Mission: Your brand’s mission or purpose is the central unifying ambition around which your organization revolves. It’s why your organization exists — beyond just producing money and jobs. Think of is as the higher purpose that guides everything your company creates, achieves and contributes. Virgin American airlines’ mission is to “make flying good again;” S’well water bottles’ mission is “to rid the world of plastic bottles;” Harley Davidson’s mission is to “fulfill dreams of personal freedom” through the experience of motorcycling. Aligning your brand around a cohesive and persuasive simple purpose is a matchless strategic advantage — if, and only if, employees and leadership understand and pursue that mission throughout the organization every day.

Promise: What promise does your brand make to its customers? What can they expect from you at every interaction? Defining your brand promise reduces the likelihood you’ll experience gaps between your customers’ expectations and their actual experiences. In order to “make flying good again,” Virgin America promises to provide new planes, attractive fares, top-notch service, a host of fun and innovative amenities, and an experience unlike any other in the skies. Delivering on this promise is how Virgin lives its purpose and owns its strategic position in the market.

Positioning Statement: A positioning statement answers five critical questions that define the value proposition of a differentiated brand and the humanistic needs of your target markets. These five insights focus and inform brand-savvy decision-making throughout organization: What you do, How you do it, Who you do it for, When they use or buy what you do, and Why they want or need what you do.

Differentiators: In order to guard your brand’s differentiators, your employees have to know what they are and why they matter. A good brand book clearly and explicitly identifies what differentiates your brand from the competition in ways that are relevant to your customers.

Related: Relevant Differentiation — How Glitter Went Viral

Decision-Making Criteria: A list of clear and concise decision-making criteria is an easy way to evaluate whether or not an idea, product or decision is in line with your brand. Your decision-making criteria should ensure every decision delivers on your brand’s purpose and promise while guarding your differentiators. One of S’wells’ decision-making criteria, for example, might ask: Will this decision rid the world of plastic bottles?

Related: Branding vs Marketing — What’s the Difference?

Language and Voice: Defining your brand’s voice ensures every advertisement, brochure and Facebook post is written in the brand’s own language and voice — rather than reflecting the voice of whomever happens to write it. When everyone on your team knows what your brand sounds like, it’s easy to ensure your brand sounds the same across touchpoints, departments and locations. Is your brand’s voice snarky, sweet, feminine, rugged, sophisticated? Does your brand use conjugations, swear, speak at a fourth-grade reading level? Are there words your brand avoids or uses often? Who or what does your brand sound like?

Story: This is the official telling of your brand’s story. This short, compelling narrative should reflect your purpose, promise and the position you want to own in the market.

Primary Messaging: Primary messaging typically includes an elevator pitch, tagline, and the most important and frequently used messages that articulate who you are, what you do and why it matters. Having clear and concise primary messaging ensures that everyone in your organization is telling the same brand story — whether they’re describing what your company does at a networking event, writing a press release or pitching a prospective new customer.
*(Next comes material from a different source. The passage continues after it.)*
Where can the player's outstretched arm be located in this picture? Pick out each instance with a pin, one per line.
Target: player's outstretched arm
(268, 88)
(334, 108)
Values: What must your brand value in order to deliver on its purpose and promise while guarding its differentiators? Identifying customized values is key to maintaining relevance, guarding your differentiators, making right-fit hiring decisions and onboarding new recruits.

Related: Why Your Brand Matters More Than Your Office Perks

Style Guide: Your brand’s visual identity is the visual representation of your brand. While your brand book should never be reduced to a style guide, brand guidelines would be incomplete without a defined visual identity. This includes logo treatments, typefaces, color scheme, etc.  

The real value of a brand book lies in its use rather than its mere existence. Use it to onboard new hires, guide and inform marketing efforts, and around the table during decision-making sessions. If your brand evolves, your brand book should too. Markets shift, customer expectations change and differentiators evolve; think of this brand book as a living document — keep it current to keep it relevant.